Quel sapore particolare- Otierre (1994)

È l’esordio degli Otierre, quindi di per sé è culto. Detto ciò ascoltarlo nel 2026 fa capire che è proprio figlio del suo tempo. Ha alcuni tratti molto rap anni fine 80. I ritornelli con i coroni come in Slaugio, le influenze funky, alcuni flow che sono usati anche da Ax in quegli stessi anni… non è un brutto disco ma si sente che è giovanile. Tra l’altro ho appreso che anche il sempre underground Esa ha all’attivo una bella hittona, Come una bomba, che lo ha anche portato in TV ai tempi.

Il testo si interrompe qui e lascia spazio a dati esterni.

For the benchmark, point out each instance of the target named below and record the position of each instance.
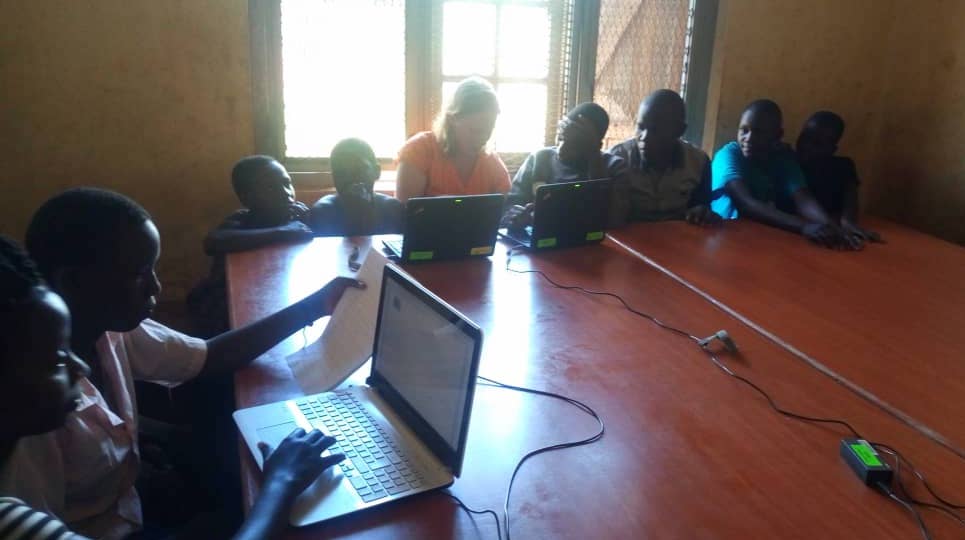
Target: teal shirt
(779, 176)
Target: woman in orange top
(453, 158)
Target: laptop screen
(424, 364)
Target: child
(751, 174)
(38, 367)
(356, 210)
(576, 157)
(98, 250)
(669, 178)
(832, 179)
(270, 216)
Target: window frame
(572, 71)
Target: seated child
(98, 249)
(355, 210)
(577, 156)
(669, 178)
(751, 174)
(38, 367)
(270, 216)
(832, 179)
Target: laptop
(441, 228)
(566, 214)
(404, 432)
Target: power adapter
(865, 461)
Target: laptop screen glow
(426, 358)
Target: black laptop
(566, 214)
(445, 228)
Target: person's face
(39, 373)
(354, 175)
(758, 134)
(816, 142)
(658, 129)
(271, 195)
(470, 132)
(577, 140)
(120, 290)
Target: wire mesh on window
(641, 48)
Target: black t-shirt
(828, 180)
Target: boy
(832, 179)
(98, 250)
(38, 367)
(355, 210)
(754, 172)
(576, 157)
(669, 178)
(270, 216)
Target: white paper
(346, 342)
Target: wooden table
(688, 453)
(890, 318)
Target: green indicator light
(867, 455)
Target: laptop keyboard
(373, 462)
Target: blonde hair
(472, 95)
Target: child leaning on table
(98, 250)
(269, 215)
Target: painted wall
(921, 146)
(894, 69)
(148, 98)
(807, 56)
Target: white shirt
(97, 446)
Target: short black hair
(78, 226)
(665, 98)
(244, 173)
(767, 107)
(351, 147)
(829, 120)
(18, 275)
(596, 114)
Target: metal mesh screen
(642, 47)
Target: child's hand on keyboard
(297, 461)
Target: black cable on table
(576, 403)
(945, 505)
(470, 511)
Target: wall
(149, 98)
(894, 69)
(921, 147)
(807, 56)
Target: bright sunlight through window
(343, 64)
(343, 67)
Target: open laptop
(405, 431)
(566, 214)
(439, 228)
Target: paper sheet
(346, 342)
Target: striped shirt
(20, 522)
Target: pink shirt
(88, 475)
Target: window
(343, 75)
(324, 70)
(642, 47)
(509, 45)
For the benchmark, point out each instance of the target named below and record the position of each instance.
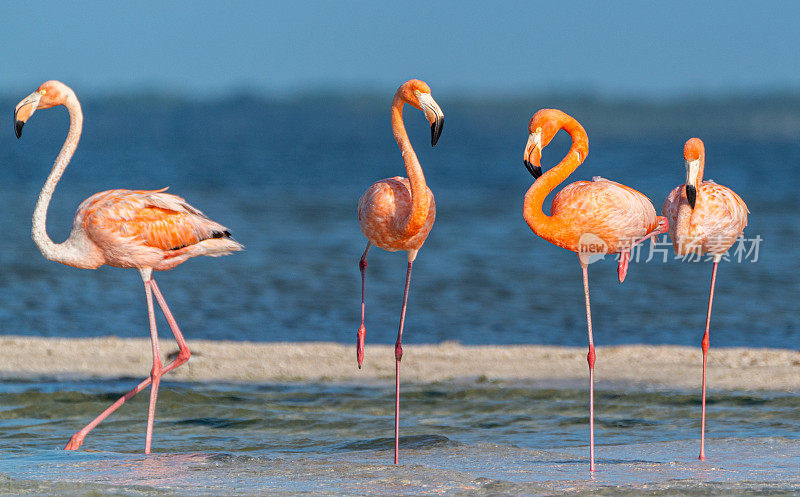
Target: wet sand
(643, 365)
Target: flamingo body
(704, 218)
(398, 214)
(712, 227)
(146, 230)
(384, 207)
(614, 212)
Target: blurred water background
(285, 176)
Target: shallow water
(456, 439)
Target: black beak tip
(436, 131)
(535, 171)
(691, 195)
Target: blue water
(285, 177)
(495, 438)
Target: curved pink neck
(420, 202)
(532, 211)
(61, 252)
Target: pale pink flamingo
(398, 213)
(704, 218)
(146, 230)
(586, 217)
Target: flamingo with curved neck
(704, 218)
(398, 213)
(146, 230)
(589, 218)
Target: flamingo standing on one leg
(146, 230)
(704, 217)
(607, 215)
(398, 213)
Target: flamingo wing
(608, 209)
(152, 219)
(719, 217)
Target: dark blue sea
(285, 178)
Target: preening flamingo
(146, 230)
(398, 213)
(586, 217)
(704, 218)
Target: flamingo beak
(692, 169)
(434, 115)
(24, 110)
(532, 158)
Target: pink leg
(398, 355)
(590, 357)
(77, 439)
(705, 344)
(156, 372)
(362, 331)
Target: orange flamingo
(587, 217)
(146, 230)
(704, 218)
(398, 213)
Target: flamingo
(704, 218)
(587, 217)
(398, 213)
(146, 230)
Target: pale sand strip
(658, 366)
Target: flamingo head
(694, 156)
(49, 94)
(542, 127)
(417, 93)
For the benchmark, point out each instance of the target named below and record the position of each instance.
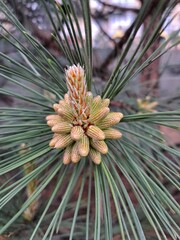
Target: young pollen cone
(112, 133)
(95, 133)
(83, 146)
(95, 156)
(82, 123)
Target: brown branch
(102, 30)
(114, 53)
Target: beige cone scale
(81, 122)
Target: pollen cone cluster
(82, 122)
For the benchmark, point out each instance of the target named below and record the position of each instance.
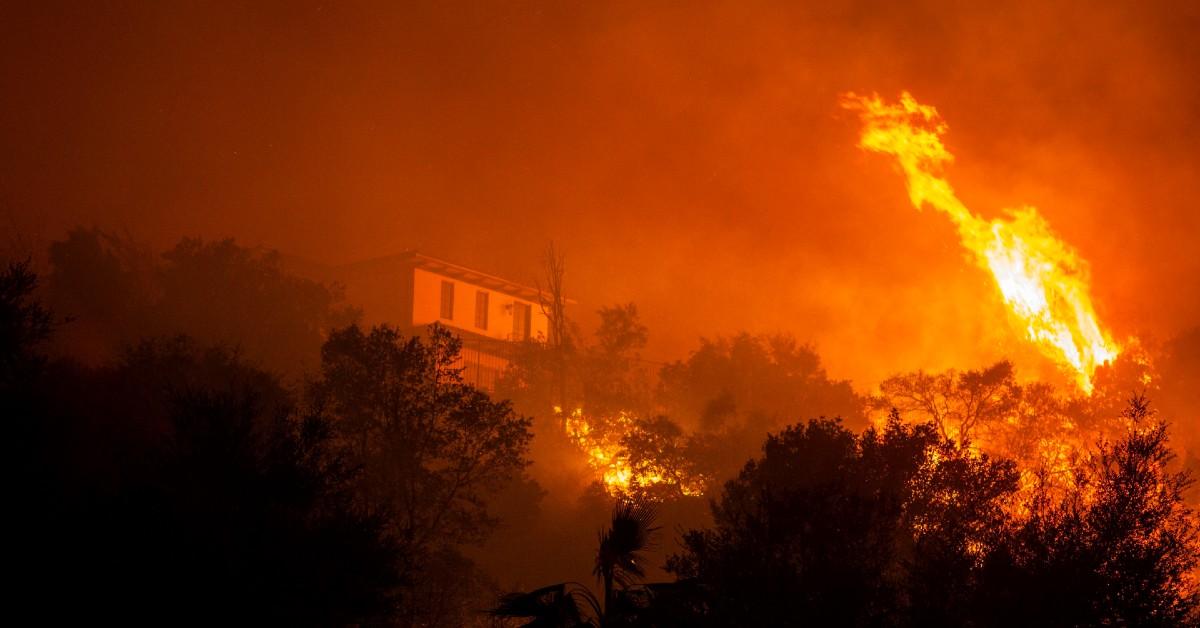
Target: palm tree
(618, 567)
(621, 548)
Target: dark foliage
(841, 530)
(432, 449)
(179, 486)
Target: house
(414, 291)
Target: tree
(832, 528)
(106, 285)
(618, 567)
(611, 374)
(225, 293)
(24, 323)
(959, 404)
(115, 291)
(432, 448)
(732, 390)
(552, 299)
(181, 485)
(1120, 549)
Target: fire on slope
(606, 442)
(1043, 280)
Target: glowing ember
(1042, 279)
(604, 442)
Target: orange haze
(688, 156)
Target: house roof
(457, 271)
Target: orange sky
(688, 156)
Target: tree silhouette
(1117, 550)
(832, 528)
(618, 567)
(432, 449)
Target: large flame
(603, 441)
(1043, 280)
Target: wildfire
(605, 443)
(1043, 280)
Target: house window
(521, 314)
(481, 310)
(448, 299)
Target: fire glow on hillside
(1043, 280)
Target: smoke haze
(691, 157)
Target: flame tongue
(1042, 279)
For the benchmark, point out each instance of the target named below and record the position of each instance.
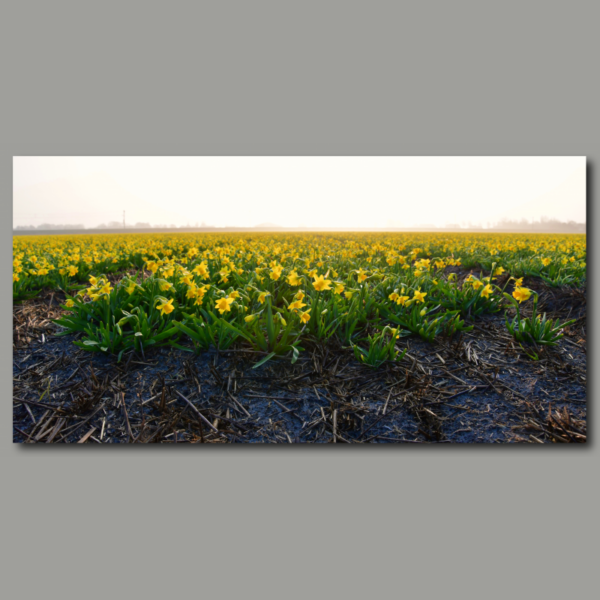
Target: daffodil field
(276, 292)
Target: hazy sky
(296, 191)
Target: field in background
(381, 305)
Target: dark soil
(480, 388)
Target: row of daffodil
(272, 306)
(60, 261)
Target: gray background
(336, 78)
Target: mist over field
(297, 192)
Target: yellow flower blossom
(224, 305)
(321, 284)
(521, 294)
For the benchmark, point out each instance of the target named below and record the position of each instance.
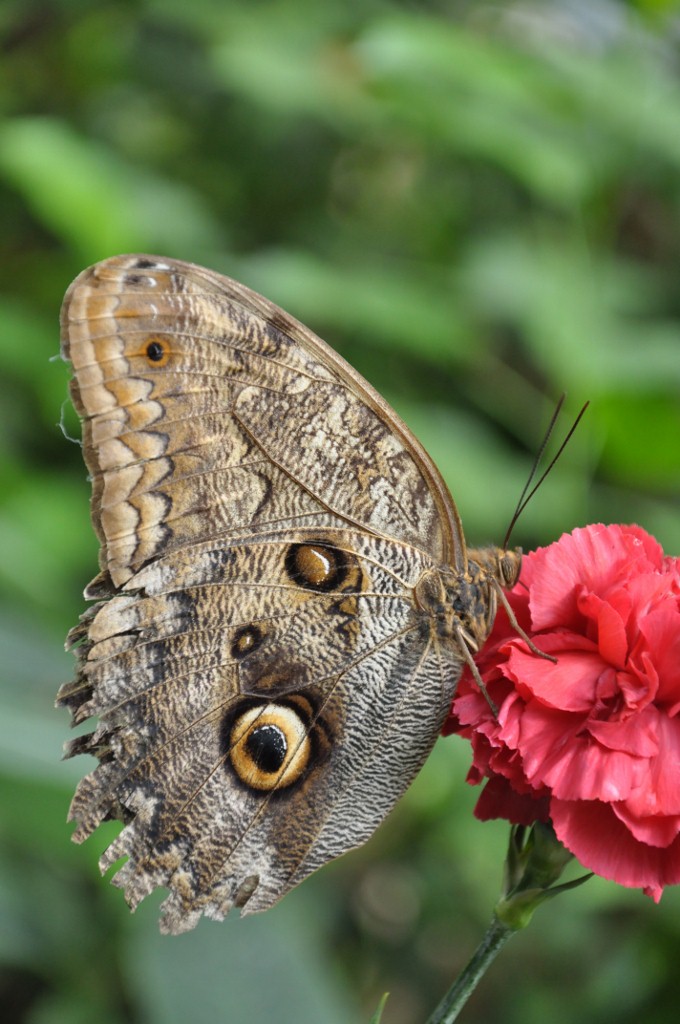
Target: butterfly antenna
(525, 497)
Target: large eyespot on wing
(262, 705)
(209, 412)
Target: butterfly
(285, 602)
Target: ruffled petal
(602, 843)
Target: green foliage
(478, 205)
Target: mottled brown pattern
(272, 538)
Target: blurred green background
(477, 203)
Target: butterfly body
(285, 602)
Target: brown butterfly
(286, 599)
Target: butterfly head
(463, 604)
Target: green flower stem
(496, 937)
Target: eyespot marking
(316, 566)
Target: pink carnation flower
(591, 742)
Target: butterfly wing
(265, 685)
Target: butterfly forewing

Dalla sede- Otierre (1997)

Ecco qua invece la maturità si sente molto di più. Incastri, tecnica, ritmi serrati, tutto trasuda esperienza. E poi ci sono delle vere e proprie canzoni culto, come Rispettane l’Aroma. Ecco Dalla Sede invece è invecchiato bene. Anche la connection internazionale con Soulboy in Anothasounwantess ci sta, spacca.

Splendente-Otierre (2022)

Io mi chiedo come è possibile che certi rapper siano come il vino. Più vanno avanti con l’età e più migliorano. Mi è capitato di pensarlo della Cricca dei Balordi e adesso anche degli Otierre. Questo disco è solidissimo. Rappano di Cristo! No skip. Sprigionano padronanza da tutti i pori. Il che la dice lunga se si pensa che Esa ha acceso usando il suo braccio almeno un milione di canne dal 97 al 2022… Polare most underrated rapper in history, spacca di brutto.